Nel mondo, in prima linea a difendersi dalla possibilità che le istituzioni dell’apprendimento formale – scuola e università – vengano bypassate dalla Open Education, sono le università stesse, proponendo corsi in modalità mista – blending – Mooc portati avanti dai docenti dell’università al quale lo studente è iscritto che possono comporre un piani di studi che alterna corsi tradizionali a quelli on line. Un paio di università italiane hanno una loro piattaforma Mooc, il Politecnico di Milano con Pok Polimi e Federica dell’ Università Federico II di Napoli, per i propri studenti, e nell’ottica dell’Open Education accessibili a tutti coloro che vogliono collegarsi, lasciando anche il corso a metà o dando solo una rapida occhiata. Accade negli open online massive course che rispetto all’iscrizione massiva, coloro che portano a termine un corso siano appena l’ 11%.

E’ vero però che parliamo di grandissimi numeri. Chi sta affrontando con determinazione il problema della certificazione dei Mooc, affinché siano utilizzati per il proprio corso di studio o per il lavoro, è una piattaforma tedesca, Iversity  – seguendo le indicazioni che già la Commissione Education della Ue ha espresso anni fa, sta costruendo un network che dà la possibilità alle università partner di utilizzare la sua piattaforma on line, realizzare i corsi Mooc nel migliore dei modi, anche mettendo gli studenti in grado di fare l’esame tradizionale (frontale) in università in Italia o a Berlino e ricevere i crediti ECTS – European Credit Transfer System, uno strumento per certificare le conoscenze acquisite, utilizzato dagli studenti Erasmus di ritorno nelle loro università per certificare gli esami sostenuti nell’università spagnola, finlandese o turca, che li ha ospitati.
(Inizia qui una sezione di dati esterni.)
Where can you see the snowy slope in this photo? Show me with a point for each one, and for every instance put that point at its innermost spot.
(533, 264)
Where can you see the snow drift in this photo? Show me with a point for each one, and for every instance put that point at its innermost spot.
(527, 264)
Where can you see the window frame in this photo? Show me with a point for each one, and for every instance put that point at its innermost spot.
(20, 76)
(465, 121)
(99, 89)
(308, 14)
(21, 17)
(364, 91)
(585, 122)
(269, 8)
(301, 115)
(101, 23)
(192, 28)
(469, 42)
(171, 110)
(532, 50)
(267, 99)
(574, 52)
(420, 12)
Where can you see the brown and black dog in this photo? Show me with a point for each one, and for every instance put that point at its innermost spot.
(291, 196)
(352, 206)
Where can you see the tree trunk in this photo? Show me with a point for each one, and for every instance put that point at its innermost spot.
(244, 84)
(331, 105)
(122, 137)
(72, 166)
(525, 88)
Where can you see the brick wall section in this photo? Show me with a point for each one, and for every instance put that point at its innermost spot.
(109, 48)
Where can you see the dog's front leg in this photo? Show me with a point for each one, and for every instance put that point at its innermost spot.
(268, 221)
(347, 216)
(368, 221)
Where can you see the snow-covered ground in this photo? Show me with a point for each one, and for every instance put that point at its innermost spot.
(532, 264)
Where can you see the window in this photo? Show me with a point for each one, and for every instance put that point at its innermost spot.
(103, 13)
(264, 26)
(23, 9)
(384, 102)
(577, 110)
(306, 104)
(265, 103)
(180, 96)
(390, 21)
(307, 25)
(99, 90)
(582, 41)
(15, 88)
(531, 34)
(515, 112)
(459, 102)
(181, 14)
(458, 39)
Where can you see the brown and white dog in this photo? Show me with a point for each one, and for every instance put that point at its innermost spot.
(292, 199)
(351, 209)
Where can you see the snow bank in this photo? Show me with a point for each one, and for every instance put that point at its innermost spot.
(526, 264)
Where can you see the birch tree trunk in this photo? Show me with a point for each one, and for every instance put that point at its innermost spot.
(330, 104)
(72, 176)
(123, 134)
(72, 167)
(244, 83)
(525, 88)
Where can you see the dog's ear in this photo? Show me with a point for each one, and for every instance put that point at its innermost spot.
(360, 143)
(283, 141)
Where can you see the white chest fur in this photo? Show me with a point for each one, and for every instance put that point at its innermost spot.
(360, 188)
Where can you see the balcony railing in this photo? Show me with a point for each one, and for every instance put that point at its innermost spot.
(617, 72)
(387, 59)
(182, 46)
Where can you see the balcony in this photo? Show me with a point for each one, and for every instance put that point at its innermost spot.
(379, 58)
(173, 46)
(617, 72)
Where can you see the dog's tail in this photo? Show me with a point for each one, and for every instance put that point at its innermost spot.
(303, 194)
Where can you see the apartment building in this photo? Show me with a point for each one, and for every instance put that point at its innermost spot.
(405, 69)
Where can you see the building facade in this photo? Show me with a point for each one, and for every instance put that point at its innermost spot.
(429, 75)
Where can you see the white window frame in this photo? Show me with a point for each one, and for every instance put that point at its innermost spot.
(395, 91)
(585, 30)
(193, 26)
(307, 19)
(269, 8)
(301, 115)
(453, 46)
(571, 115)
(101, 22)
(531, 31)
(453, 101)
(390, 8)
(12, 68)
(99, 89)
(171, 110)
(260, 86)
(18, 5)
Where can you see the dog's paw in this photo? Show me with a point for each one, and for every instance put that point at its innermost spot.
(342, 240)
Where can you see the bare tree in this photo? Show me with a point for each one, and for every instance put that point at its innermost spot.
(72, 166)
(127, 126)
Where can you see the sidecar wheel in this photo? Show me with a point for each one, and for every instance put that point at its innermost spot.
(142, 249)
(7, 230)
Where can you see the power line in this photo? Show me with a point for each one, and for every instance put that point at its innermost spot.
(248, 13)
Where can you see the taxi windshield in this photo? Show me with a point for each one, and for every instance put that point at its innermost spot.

Il riconoscimento non viene dal sistema nazionale, al contrario l’ateneo italiano può chiedere allo studente di verificare le conoscenze acquisite, e la nostra burocrazia potrebbe dare il peggio di se. Ma da Iversity, con determinazione tedesca e consapevolezza dello spazio europeo dell’istruzione superiore, della libera circolazione dei saperi sancito dal Processo di Bologna non si scoraggiano: già una dozzina di università europee stanno certificando con gli ECTS i corsi Mooc di Iversity, tra queste la Luiss, le università di Padova, di Foggia, e l’Accademia di Belle Arti Abadir di Catania. Molti accordi sono in fase di conclusione, per esempio con l’università di Pavia. Una realtà di università interattiva sta emergendo finalmente anche in Italia, ma il paradosso è che questi saperi potranno circolare certamente in Europa. In Italia, forse. Mentre il sistema della certificazione ECTS potrà essere esportato anche negli Stati Uniti che stanno guardando con grande attenzione l’esperienza di Iversity.